事務所の捜索の際、探偵をやっているとわかり、母親が関西人だからという理由で、関東育ちのくせに関西弁を話す魚住から
「不審者として周辺に公表しない代わりに、事件捜査へ協力しろ」
と半ば脅迫まがいの協力を求められ、三ケ月は仕方なく魚住の助手、というか手下?として手伝いを始めることとなった。
「探偵なら、犯人の一人くらい捕まえてみんかい。じゃないと、探偵のくせにそんなんも出来ないって近所に触れ回ってやるわ」
魚住からそんな風に迫られ、三ケ月はどうしたもんかと稀に事件の内容を話すと、稀から返ってきたのは意外な犯人像で、それを元に捜査を進めていった結果、無事犯人を逮捕することが出来たのだ。三ケ月は稀の推理だということを隠し、自分の手柄にしたのだが、そのせいで魚住から一目置かれることとなり、安い手間賃で捜査協力をするハメになってしまった。

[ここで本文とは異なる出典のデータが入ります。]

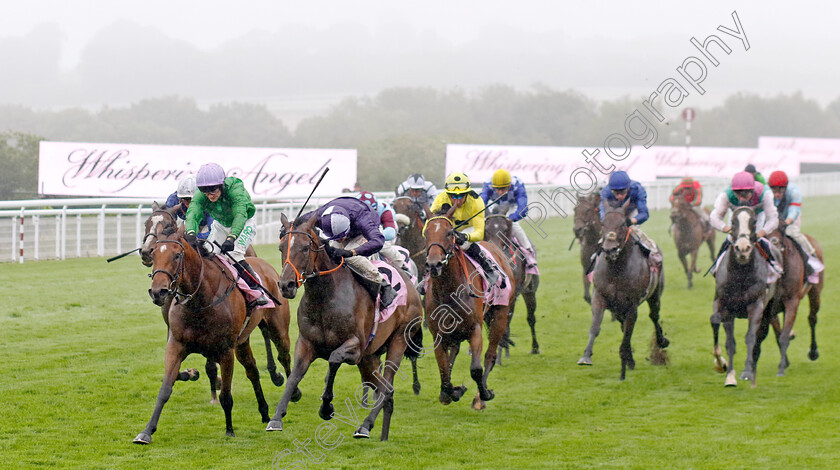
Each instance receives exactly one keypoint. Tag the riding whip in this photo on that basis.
(122, 255)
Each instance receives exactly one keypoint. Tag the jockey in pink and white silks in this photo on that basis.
(513, 204)
(745, 191)
(788, 201)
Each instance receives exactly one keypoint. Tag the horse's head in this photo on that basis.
(168, 259)
(299, 248)
(615, 229)
(586, 214)
(440, 243)
(160, 220)
(743, 230)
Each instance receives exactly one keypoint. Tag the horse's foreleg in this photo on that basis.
(351, 353)
(246, 358)
(304, 355)
(175, 354)
(594, 328)
(814, 304)
(626, 349)
(225, 397)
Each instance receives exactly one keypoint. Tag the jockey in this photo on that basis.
(388, 228)
(615, 193)
(756, 175)
(459, 202)
(788, 201)
(228, 202)
(514, 204)
(183, 195)
(352, 230)
(420, 191)
(692, 191)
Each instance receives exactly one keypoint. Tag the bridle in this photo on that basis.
(302, 276)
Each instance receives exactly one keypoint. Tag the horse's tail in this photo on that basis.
(415, 345)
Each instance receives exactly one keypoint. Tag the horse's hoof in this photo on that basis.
(325, 411)
(143, 438)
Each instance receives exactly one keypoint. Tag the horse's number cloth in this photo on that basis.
(393, 276)
(250, 294)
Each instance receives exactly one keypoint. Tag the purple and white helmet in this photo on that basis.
(210, 174)
(335, 223)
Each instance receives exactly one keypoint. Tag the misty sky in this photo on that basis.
(299, 57)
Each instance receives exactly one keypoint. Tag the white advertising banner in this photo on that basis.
(806, 150)
(543, 165)
(714, 161)
(129, 170)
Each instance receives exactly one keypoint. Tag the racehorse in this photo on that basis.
(790, 290)
(163, 218)
(623, 279)
(587, 230)
(410, 236)
(741, 291)
(689, 233)
(455, 309)
(209, 316)
(498, 229)
(337, 323)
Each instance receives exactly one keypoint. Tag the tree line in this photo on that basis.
(403, 130)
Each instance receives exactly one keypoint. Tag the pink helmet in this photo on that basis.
(743, 180)
(210, 174)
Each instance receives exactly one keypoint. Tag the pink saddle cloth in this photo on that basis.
(392, 274)
(495, 294)
(250, 294)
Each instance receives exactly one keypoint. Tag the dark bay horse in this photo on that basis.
(587, 230)
(455, 310)
(410, 236)
(742, 291)
(336, 322)
(790, 290)
(689, 232)
(498, 229)
(208, 316)
(622, 279)
(163, 219)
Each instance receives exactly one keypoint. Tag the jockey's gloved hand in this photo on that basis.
(228, 244)
(460, 237)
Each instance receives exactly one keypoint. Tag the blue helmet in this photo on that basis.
(619, 180)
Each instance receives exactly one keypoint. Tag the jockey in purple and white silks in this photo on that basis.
(615, 193)
(513, 204)
(788, 200)
(352, 230)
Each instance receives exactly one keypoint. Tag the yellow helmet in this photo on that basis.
(457, 183)
(501, 179)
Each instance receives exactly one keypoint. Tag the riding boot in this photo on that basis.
(251, 279)
(387, 294)
(488, 266)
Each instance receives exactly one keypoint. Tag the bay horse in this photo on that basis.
(410, 236)
(455, 309)
(742, 291)
(790, 290)
(690, 231)
(208, 316)
(587, 229)
(336, 322)
(163, 219)
(622, 280)
(498, 229)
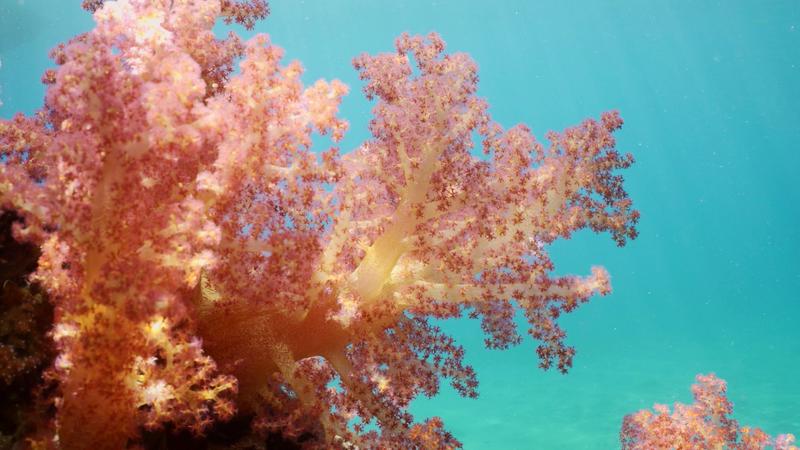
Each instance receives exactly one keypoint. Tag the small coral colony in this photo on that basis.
(181, 269)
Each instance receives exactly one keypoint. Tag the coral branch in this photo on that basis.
(705, 424)
(206, 264)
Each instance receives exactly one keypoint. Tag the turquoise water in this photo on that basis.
(709, 92)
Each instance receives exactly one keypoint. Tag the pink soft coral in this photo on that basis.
(704, 425)
(196, 256)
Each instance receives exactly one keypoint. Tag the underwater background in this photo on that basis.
(709, 91)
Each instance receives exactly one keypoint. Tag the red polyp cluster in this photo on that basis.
(704, 425)
(201, 268)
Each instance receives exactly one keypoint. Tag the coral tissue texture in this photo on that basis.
(206, 266)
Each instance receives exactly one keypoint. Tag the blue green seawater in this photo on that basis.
(709, 92)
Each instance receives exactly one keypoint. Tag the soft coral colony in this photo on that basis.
(201, 269)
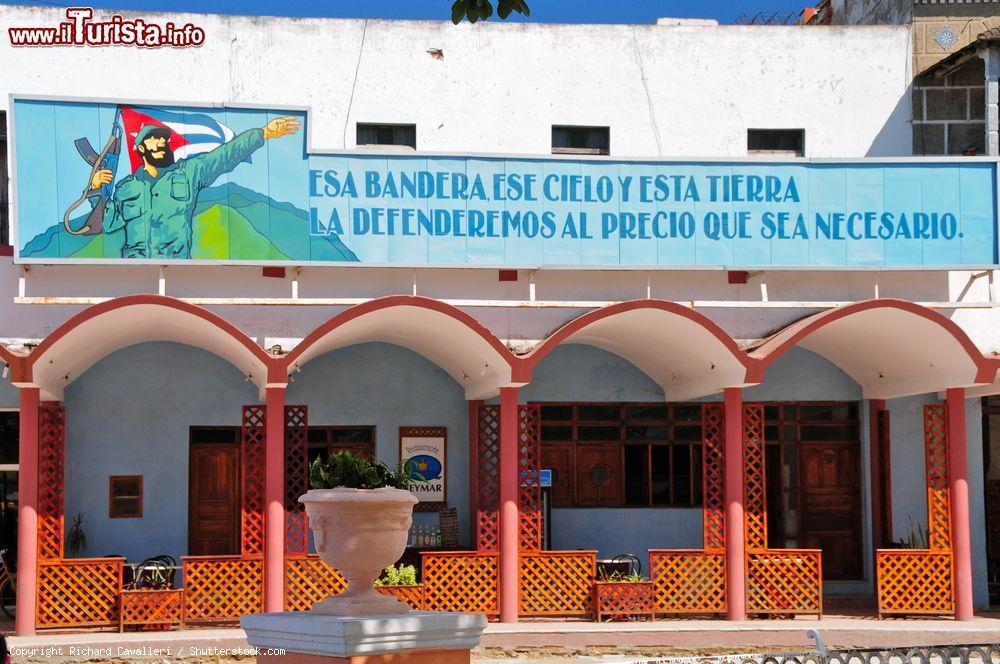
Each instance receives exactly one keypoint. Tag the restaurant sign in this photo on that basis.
(122, 182)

また、稀と天道いわくビビりでチキンのヘタレ野郎である三ケ月は頻繁に殺人現場へ足を運ぶこととなり、現場へ行った日は怖くて眠れず、しばらく経っても悪夢に悩まされており、自業自得であるが今さら引き下がれず、捜査協力をしている。
「また眠れませんよ、しばらく」
稀が放り投げた資料を目の届かないところへやり、三ケ月はため息をつく。
抜群の想像力と推理力を持つ稀は三ケ月が持ってきた情報だけで、ある程度の犯人像を絞り込むという天才的な能力を持ち、その想像した現場を絵に起こし、その完成度も抜群に高い。
そして幼い頃から霊が見える。
それは天道も同様で、天道の場合はイタコの曾祖母をもつせいか憑依体質でもある。
三ケ月たちが難事件といわれるいくつかの事件を解決している背景には、この2人の能力が大いに関係しており、天道が被害者の霊を連れてきては稀に事情を聞かせ、その情報も含めて推理をしているのだ。

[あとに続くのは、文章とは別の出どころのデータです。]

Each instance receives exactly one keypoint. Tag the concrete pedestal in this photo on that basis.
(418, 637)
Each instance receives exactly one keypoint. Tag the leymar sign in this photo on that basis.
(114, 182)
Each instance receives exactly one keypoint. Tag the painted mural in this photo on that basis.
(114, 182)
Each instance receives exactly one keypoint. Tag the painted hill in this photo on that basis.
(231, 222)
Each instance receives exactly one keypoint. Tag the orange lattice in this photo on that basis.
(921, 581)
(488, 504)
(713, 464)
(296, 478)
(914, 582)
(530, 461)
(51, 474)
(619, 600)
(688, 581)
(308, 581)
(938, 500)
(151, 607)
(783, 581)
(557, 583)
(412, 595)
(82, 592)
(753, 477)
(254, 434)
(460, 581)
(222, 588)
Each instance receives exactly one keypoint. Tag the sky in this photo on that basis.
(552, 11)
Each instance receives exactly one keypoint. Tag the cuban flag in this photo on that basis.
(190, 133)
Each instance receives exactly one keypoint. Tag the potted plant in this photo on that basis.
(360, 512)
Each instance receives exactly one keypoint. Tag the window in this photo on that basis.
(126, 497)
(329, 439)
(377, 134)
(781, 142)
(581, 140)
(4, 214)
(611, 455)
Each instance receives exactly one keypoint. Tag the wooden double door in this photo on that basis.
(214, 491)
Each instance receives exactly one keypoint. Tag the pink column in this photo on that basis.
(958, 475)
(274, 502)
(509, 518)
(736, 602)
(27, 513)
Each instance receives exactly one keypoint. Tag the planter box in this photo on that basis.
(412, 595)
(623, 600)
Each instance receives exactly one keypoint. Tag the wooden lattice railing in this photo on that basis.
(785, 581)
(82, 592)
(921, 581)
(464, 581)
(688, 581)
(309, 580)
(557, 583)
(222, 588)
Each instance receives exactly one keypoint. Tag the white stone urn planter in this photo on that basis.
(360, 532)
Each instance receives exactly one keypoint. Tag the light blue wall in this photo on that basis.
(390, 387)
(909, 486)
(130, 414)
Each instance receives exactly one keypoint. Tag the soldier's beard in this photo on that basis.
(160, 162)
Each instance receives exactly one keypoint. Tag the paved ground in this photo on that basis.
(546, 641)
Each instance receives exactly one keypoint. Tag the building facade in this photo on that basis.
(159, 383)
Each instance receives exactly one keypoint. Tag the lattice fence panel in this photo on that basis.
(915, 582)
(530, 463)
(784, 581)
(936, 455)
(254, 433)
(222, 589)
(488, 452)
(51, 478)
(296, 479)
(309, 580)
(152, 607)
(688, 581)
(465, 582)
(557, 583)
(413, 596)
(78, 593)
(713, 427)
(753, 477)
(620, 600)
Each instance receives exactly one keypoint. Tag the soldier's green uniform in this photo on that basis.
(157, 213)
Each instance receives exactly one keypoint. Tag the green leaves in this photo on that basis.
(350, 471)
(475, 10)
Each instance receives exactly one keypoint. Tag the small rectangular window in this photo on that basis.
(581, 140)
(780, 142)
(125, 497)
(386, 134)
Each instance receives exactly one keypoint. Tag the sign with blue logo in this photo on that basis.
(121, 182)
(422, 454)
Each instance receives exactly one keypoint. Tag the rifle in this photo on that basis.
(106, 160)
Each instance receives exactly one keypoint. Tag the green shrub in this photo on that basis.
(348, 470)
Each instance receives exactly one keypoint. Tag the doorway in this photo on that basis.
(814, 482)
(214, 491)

そして三ケ月には一切そんな能力はなく、極めて普通の凡人である。
しかし引きこもりである稀は現場に出向くことなく、ダメ人間の世界代表ともいえる天道も三ケ月という監視役がいなければ、なにをしでかすかわからない。そのため、三ケ月の存在は必要不可欠なのである。
元はといえば「物語に出てくるような探偵です。事件を解決したりとか」と、三ケ月が魚住にどんな仕事をしているのかと問われ、自信満々に答えてしまったのがいけないのだ。
だから仕方ないと思いながらも、三ケ月は今日も眠れないとまたため息をつくと天道から「うるさいな」とつぶやかれてしまったのだった。